Breaking News: Statement by Los Angeles Department of Water and Power regarding Mammoth Creek Water Issues
On Friday, June 29, 2012 that Los Angeles Department of Water & Power General Manager Ronald O. Nichols released the following statement today regarding an article in the LA Times concerning the town of Mammoth Lakes & Mammoth Creak Water District:
The Mammoth Creek Water District has retained consultants to undertake an intensive and costly public relations campaign to cast the Los Angeles Department of Water and Power (LADWP) as attempting to deny the Town of Mammoth Lakes a water supply from Mammoth Creek. This is simply not true. A story reported in today’s Los Angeles Times repeats many of the baseless arguments set forth by lobbyists and public relations consultants hired by Mammoth Creek Water District (MCWD) at public expense, and I am very concerned that the public is being misled and has been misinformed as to the basic facts. LADWP is in no way attempting to deny water to the Town of Mammoth Lakes and has communicated to MCWD staff and Board that we are ready and willing to work with them to find a solution.
Here are the facts on the issues involving LADWP and MCWD:
For the past a decade, LADWP has expressed its concerns to MCWD regarding water diversions from Mammoth Creek.
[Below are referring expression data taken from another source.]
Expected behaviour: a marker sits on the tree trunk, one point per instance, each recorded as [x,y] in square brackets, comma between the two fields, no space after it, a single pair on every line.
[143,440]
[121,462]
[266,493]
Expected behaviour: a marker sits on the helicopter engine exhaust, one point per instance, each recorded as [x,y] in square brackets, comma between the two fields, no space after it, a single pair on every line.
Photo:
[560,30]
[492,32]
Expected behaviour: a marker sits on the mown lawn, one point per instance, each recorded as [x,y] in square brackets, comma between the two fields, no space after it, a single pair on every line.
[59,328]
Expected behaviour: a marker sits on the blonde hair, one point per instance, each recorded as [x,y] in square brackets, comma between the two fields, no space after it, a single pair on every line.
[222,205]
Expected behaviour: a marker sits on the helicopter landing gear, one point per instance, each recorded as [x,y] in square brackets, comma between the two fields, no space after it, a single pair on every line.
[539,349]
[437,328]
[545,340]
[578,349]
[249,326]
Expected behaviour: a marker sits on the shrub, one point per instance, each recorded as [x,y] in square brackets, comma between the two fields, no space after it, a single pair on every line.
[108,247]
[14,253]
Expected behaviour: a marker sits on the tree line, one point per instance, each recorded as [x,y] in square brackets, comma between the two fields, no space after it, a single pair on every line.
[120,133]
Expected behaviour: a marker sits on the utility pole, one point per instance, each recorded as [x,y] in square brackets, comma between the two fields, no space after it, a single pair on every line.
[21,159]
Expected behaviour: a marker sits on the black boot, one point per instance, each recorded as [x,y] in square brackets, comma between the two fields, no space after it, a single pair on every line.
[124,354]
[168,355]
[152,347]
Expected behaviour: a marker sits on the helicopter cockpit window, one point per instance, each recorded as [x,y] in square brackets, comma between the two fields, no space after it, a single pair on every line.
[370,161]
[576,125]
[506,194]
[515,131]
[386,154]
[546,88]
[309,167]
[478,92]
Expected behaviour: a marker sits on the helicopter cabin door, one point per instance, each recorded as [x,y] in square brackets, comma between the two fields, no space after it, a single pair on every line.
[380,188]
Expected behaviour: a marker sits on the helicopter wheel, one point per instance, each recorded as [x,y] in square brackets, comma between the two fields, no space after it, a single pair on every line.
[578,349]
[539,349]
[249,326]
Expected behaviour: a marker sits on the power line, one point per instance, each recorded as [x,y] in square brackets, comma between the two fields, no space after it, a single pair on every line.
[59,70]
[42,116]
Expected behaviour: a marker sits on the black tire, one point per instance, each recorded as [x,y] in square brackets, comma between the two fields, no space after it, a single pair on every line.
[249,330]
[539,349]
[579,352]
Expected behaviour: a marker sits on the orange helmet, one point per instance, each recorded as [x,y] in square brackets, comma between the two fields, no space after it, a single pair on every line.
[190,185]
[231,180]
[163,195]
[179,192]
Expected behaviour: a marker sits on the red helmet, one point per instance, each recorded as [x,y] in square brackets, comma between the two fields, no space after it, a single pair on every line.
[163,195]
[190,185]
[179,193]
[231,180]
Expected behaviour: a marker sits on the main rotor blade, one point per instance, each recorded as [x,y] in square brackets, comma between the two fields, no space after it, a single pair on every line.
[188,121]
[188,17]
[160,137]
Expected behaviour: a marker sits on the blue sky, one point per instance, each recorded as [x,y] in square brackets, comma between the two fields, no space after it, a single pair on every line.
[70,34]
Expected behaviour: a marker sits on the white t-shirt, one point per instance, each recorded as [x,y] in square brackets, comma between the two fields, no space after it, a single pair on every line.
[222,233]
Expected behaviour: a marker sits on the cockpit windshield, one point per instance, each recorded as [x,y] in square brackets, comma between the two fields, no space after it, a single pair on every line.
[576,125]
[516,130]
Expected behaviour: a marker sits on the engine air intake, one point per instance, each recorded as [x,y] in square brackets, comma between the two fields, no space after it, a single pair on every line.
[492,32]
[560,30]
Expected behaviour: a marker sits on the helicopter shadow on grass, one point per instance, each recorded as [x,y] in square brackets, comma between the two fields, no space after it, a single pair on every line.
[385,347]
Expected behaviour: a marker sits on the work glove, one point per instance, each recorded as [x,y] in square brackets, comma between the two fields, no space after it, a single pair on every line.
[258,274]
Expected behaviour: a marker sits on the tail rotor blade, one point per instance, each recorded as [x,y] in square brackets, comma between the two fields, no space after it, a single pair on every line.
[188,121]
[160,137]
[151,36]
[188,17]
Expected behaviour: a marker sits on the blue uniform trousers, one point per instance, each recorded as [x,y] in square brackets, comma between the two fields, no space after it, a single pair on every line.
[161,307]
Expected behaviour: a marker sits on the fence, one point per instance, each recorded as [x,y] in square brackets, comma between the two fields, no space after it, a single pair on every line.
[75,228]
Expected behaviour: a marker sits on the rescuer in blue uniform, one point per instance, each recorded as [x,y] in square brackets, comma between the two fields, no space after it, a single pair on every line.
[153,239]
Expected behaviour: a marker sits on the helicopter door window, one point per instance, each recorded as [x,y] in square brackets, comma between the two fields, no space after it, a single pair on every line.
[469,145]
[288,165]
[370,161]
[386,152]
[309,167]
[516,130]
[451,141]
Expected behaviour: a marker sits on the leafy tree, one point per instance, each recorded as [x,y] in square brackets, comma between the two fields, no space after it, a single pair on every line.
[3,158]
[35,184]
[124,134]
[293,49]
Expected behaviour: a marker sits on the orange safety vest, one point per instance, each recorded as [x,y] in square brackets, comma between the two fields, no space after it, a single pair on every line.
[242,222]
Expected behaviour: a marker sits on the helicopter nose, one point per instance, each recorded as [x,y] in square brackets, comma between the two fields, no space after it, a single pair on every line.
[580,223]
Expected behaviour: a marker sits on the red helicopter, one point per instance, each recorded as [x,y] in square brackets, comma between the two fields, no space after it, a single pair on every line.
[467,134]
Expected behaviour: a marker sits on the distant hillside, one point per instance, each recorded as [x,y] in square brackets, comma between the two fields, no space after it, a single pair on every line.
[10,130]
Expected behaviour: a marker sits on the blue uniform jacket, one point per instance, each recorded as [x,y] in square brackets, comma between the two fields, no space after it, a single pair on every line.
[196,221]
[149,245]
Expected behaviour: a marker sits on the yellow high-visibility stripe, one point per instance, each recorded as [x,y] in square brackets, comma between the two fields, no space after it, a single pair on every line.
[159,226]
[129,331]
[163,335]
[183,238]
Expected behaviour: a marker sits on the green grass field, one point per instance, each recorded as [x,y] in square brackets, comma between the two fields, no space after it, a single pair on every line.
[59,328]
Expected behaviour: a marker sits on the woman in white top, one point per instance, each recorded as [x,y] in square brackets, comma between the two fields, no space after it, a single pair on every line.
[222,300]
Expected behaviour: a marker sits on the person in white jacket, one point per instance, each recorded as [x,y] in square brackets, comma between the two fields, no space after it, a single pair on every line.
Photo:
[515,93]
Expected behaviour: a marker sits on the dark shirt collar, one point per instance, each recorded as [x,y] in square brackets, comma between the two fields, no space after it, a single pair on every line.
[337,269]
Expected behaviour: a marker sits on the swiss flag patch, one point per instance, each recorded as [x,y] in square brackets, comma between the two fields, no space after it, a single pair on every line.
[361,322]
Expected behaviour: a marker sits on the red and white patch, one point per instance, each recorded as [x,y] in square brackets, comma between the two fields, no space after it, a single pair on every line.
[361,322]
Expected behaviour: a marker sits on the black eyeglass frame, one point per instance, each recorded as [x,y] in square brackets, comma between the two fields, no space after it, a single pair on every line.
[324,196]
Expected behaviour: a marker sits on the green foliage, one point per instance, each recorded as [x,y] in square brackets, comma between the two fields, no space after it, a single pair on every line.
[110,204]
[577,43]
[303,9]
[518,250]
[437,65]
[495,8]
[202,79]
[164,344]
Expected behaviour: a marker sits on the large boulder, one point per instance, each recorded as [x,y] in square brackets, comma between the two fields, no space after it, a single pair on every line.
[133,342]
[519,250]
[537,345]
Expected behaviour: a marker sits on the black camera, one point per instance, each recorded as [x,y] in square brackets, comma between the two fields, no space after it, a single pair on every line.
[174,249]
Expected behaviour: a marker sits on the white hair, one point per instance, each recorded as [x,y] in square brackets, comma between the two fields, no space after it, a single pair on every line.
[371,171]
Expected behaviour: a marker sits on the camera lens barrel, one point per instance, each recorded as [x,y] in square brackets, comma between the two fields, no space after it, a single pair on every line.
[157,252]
Over the last year, LADWP and MCWD officials have been negotiating to find a mutually acceptable way of sharing the water of Mammoth Creek while not harming the water customers and ratepayers of Los Angeles. Those talks have consistently failed to produce results.
We believe the reason for the failure to reach an agreement is that so far, the MCWD is unwilling to do what is provided for by water rights laws and protocols of the State of California. LADWP has held the senior water rights on Mammoth Creek since 1905. That water flows to Owens River, and is a part of the water supply to Los Angeles. Water from Mammoth Creek used by MCWD to meet local needs can be replaced by LADWP by purchasing more water from the Metropolitan Water District (MWD). Water rights laws and protocols provide for LADWP to make that substitution to enable the Mammoth water district to meet local needs, which LADWP has repeatedly expressed we are willing to do. However, there is no obligation for LADWP to make that substitution and charge our customers to provide free water to MCWD. To view this otherwise is to ignore the very foundation of water rights laws in California. We believe that MCWD knows its position is groundless and has undertaken a public relations campaign to camouflage that fact.
LADWP had not pressed this issue legally, believing that a fair solution could be reached. However, when MCWD sought to update its Urban Water Management Plan to allow the resort community to increase its water use by 50% in the future by using LADWP’s water source, we were forced to ask a judge to protect the interests of Los Angeles’ water customers who pay LADWP water rates. LADWP has been accused of making a “water grab” but that is simply not the case.
Even though LADWP has taken legal steps required to protect our water rights, at the same time we have also been clear that we are prepared to continue our long-running negotiations with MCWD, in the hope that a compromise can be reached. In fact, recent conversations, not reported in the Times story, have been very positive, and. LADWP and MCWD staff have been quietly working together to look for a suitable resolution that would enable LADWP to retain its water while meeting the needs of MCWD.
It is important to note that even if other supplies cannot be found and Mammoth customers were asked to pay for the water purchased and paid for by Los Angeles’ residents, under the worst-case scenario average Mammoth customers would see their monthly water bills increase from about $24 to $35 – while the same amount of water currently costs a Los Angeles customer about $43 a month. In other words, LADWP’s rates would still be about 25% higher than the rates enjoyed by Mammoth’s residents, businesses and resorts. LADWP has over 300,000 qualified low-income and senior citizen customers who would continue to pay more for their water than customers pay in in Mammoth Lakes even if MCWD compensated for the LADWP water that it is diverting. Los Angeles water customers cannot continue to subsidize Mammoth’s water bills. We believe there are solutions that enable alternatives other than simply reimbursing LADWP for the water that MCWD is using and we remain actively engaged with MCWD to collaboratively find such a solution.
I want to reiterate that LADWP has no intention, nor any desire to deprive the citizens of Mammoth of water. No amount of misinformed public relations efforts can change these facts. We remain willing to work out a solution that will ensure adequate and affordable water supplies to the community of Mammoth Lakes on a sustained and fair basis and we stand ready to work with MCWD to resolve this issue.